08.19.15 I am always taken by surprise this time of year at how quickly it is becoming dark. We’ve been lighting the lanterns on the porch as we sit there to enjoy the last of the sunset light and watch the bats come out of the shadows. It is such a bittersweet season. Summer is still here and is being harvested at the farmer’s markets–the corn and cucumbers, green beans, squashes and tomatoes. Company is on the way for more lakeside fun. Yet, there can be no denying that the sun has passed its yearly zenith and is now in decline.
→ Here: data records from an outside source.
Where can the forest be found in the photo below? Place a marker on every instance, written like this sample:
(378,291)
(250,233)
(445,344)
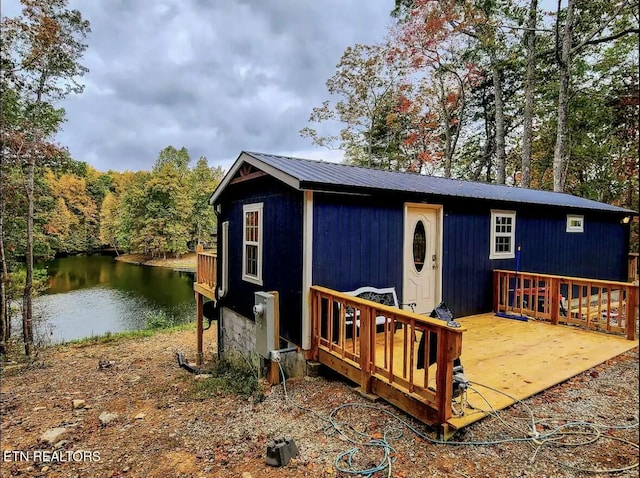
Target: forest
(497,91)
(505,91)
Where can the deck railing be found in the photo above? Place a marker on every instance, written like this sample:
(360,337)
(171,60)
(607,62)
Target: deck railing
(589,303)
(383,359)
(633,267)
(206,269)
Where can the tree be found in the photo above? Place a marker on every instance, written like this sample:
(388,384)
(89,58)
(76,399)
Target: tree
(529,85)
(41,50)
(430,44)
(574,31)
(202,181)
(366,84)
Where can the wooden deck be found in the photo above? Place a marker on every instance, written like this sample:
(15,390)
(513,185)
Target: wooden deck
(525,358)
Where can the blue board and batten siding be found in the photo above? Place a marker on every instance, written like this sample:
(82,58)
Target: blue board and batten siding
(358,230)
(467,281)
(282,250)
(356,241)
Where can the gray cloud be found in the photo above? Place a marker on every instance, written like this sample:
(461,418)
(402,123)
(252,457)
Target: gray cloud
(214,76)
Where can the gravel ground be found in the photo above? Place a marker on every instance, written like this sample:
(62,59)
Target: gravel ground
(163,428)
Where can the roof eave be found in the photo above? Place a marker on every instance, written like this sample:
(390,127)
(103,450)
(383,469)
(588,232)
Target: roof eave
(255,162)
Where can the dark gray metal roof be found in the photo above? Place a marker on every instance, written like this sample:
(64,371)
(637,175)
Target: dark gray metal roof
(312,174)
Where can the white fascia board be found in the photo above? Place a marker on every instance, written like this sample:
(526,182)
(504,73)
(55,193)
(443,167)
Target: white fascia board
(247,158)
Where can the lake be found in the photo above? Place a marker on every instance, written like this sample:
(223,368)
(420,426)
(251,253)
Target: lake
(93,295)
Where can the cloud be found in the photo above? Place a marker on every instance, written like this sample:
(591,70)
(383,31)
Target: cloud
(215,77)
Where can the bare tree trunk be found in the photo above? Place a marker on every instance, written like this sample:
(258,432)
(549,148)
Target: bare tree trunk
(499,115)
(27,299)
(560,160)
(527,133)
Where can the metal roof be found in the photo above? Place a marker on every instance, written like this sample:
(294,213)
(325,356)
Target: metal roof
(315,175)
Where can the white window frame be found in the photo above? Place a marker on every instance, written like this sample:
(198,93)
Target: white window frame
(575,227)
(495,214)
(249,208)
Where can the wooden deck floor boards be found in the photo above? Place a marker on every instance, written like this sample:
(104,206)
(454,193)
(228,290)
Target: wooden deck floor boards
(519,358)
(525,358)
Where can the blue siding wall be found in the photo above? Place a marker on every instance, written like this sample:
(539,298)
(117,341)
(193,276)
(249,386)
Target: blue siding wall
(356,242)
(599,252)
(282,250)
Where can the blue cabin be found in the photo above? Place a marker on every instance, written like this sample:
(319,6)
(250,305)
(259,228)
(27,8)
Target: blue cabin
(285,224)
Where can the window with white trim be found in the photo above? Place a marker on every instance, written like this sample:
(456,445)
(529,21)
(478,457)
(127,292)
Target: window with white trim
(575,223)
(252,243)
(503,234)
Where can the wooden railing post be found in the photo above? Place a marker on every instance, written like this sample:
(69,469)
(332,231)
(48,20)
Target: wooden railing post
(444,375)
(554,300)
(496,290)
(367,316)
(200,330)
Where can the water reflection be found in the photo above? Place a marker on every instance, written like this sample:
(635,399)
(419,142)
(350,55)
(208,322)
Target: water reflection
(93,295)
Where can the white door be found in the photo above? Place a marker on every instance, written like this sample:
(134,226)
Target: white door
(421,282)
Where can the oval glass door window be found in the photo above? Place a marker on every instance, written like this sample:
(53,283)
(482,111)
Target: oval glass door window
(419,246)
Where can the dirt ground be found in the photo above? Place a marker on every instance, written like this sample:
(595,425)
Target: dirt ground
(186,262)
(160,427)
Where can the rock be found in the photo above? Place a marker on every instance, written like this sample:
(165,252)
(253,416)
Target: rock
(53,435)
(107,417)
(102,364)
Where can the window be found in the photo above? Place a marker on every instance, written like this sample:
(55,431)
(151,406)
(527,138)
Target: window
(252,243)
(419,246)
(575,223)
(503,234)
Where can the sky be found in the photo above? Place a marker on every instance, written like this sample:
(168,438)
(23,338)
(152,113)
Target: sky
(215,76)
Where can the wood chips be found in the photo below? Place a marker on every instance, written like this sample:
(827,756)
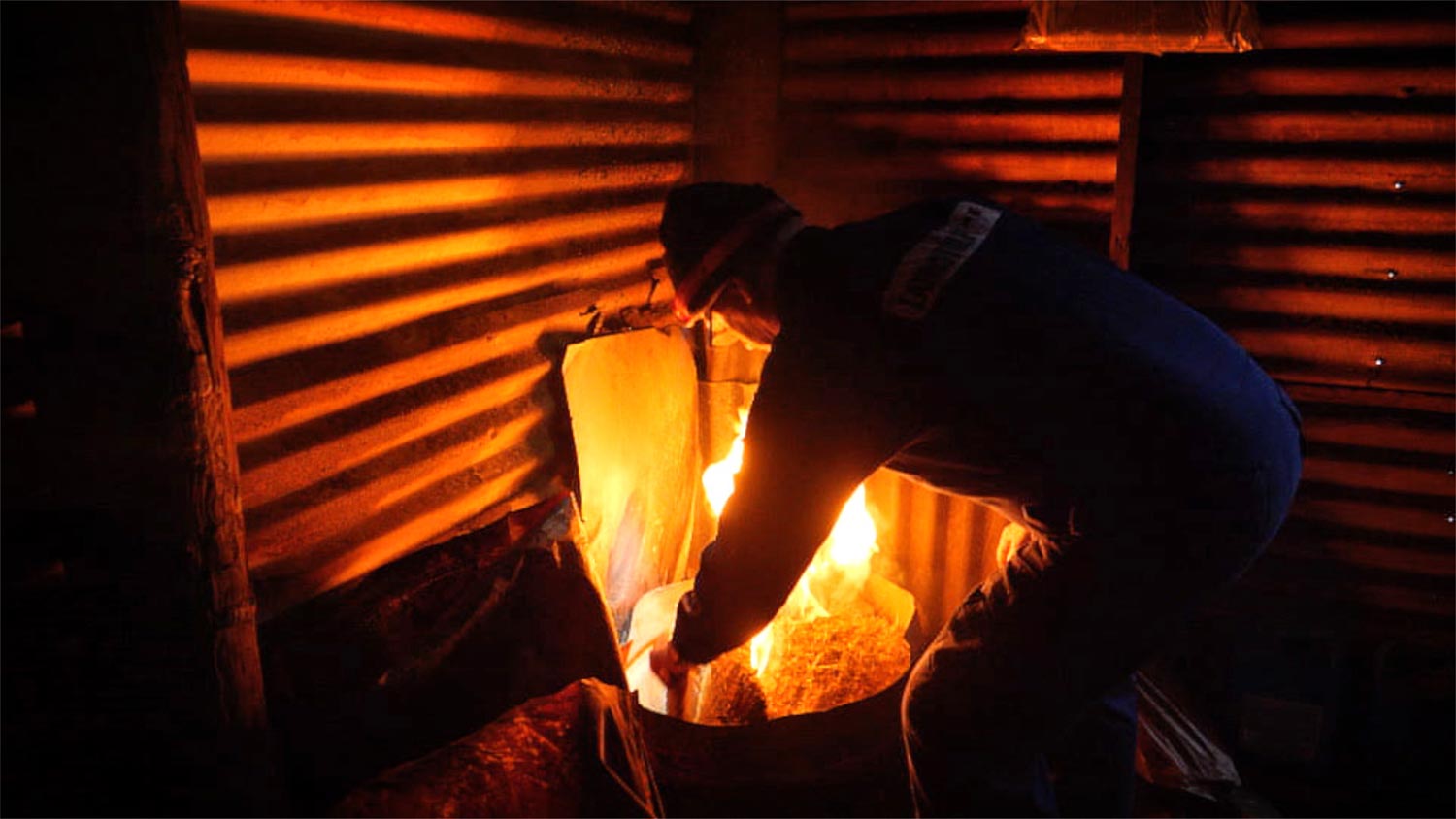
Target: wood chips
(817,665)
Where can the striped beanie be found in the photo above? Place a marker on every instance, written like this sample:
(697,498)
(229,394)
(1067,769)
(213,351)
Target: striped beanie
(704,229)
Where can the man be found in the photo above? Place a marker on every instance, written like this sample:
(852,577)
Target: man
(1143,452)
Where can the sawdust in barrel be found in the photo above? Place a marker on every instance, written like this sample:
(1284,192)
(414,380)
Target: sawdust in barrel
(821,664)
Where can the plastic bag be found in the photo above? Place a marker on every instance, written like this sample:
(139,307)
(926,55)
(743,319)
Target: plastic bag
(576,752)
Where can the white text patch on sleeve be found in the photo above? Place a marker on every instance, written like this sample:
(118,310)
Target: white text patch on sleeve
(931,264)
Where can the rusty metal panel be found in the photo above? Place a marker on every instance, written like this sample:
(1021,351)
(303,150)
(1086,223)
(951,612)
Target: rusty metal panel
(888,102)
(415,207)
(937,545)
(1302,198)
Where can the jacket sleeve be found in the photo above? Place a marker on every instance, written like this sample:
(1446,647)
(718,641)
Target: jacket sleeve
(826,414)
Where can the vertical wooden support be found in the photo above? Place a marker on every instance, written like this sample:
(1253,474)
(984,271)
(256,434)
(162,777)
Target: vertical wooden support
(149,690)
(739,75)
(1124,189)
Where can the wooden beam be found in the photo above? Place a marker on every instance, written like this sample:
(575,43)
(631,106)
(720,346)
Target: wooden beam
(148,688)
(1124,188)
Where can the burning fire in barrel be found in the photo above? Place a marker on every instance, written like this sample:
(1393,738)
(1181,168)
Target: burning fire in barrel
(838,639)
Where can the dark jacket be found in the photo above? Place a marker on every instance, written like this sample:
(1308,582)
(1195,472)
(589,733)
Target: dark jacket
(1030,375)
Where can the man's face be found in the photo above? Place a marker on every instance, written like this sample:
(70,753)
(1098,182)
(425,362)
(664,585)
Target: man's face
(745,317)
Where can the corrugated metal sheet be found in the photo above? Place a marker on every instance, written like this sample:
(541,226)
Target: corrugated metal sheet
(937,545)
(1304,198)
(415,207)
(888,102)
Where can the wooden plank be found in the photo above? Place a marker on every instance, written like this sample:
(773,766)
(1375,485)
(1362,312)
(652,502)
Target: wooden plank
(1124,186)
(165,713)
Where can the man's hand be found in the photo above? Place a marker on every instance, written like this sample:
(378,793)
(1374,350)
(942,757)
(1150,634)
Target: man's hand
(667,665)
(1012,539)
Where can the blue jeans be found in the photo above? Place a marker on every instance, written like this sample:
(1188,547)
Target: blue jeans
(1039,658)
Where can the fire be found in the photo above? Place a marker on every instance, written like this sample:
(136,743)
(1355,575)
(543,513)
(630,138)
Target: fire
(839,568)
(718,478)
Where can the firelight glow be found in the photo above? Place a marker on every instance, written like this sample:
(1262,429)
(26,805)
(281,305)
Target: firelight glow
(839,568)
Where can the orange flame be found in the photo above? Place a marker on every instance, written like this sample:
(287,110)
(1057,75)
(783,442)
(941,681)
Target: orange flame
(839,568)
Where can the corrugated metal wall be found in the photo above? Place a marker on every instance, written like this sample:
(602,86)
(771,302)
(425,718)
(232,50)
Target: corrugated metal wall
(1302,197)
(415,207)
(888,102)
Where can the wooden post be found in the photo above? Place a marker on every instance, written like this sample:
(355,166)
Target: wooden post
(739,54)
(148,681)
(1124,188)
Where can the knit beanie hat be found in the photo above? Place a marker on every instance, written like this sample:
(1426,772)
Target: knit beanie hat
(704,230)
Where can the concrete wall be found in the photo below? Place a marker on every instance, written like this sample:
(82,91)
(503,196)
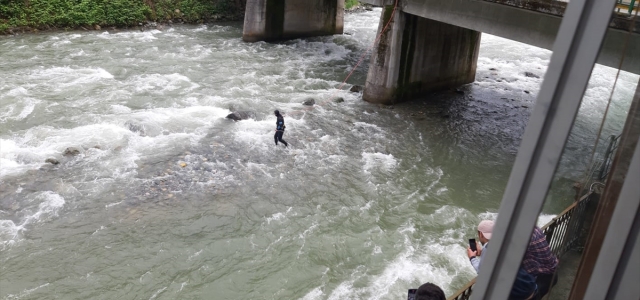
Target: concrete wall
(272,20)
(417,55)
(529,24)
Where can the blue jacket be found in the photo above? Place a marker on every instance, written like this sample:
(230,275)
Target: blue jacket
(280,123)
(523,286)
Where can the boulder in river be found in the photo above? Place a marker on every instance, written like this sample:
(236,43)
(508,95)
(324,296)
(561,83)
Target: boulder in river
(241,115)
(71,151)
(309,101)
(134,126)
(356,89)
(529,74)
(52,161)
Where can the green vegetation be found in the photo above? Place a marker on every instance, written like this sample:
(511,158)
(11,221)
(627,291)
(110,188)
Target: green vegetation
(351,3)
(40,14)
Ever since I came to learn about Lammas celebrations, I keep thinking about the resonance in this cross-quarter season– why so many of us experience its sweet melancholy. I’ve been re-reading Joseph Campbell’s book, Myths to Live By, and it’s easy to believe that it is in our DNA, as humans, to have this visceral response to the days getting darker. It was necessary to have a holy appreciation of Nature and its ultimate control over our destiny, in order to survive. No wonder there was great celebration this time of year in harvesting the grain, baking bread, saving the seeds for Spring–faith, hope and trust that there would be a new season for growth, as the sun goes away and leaves us in the dark and cold.
The season’s colors are gold and yellow and they glowed on my dining room table. And, oh how magical that golden fingernail moon is at sunset.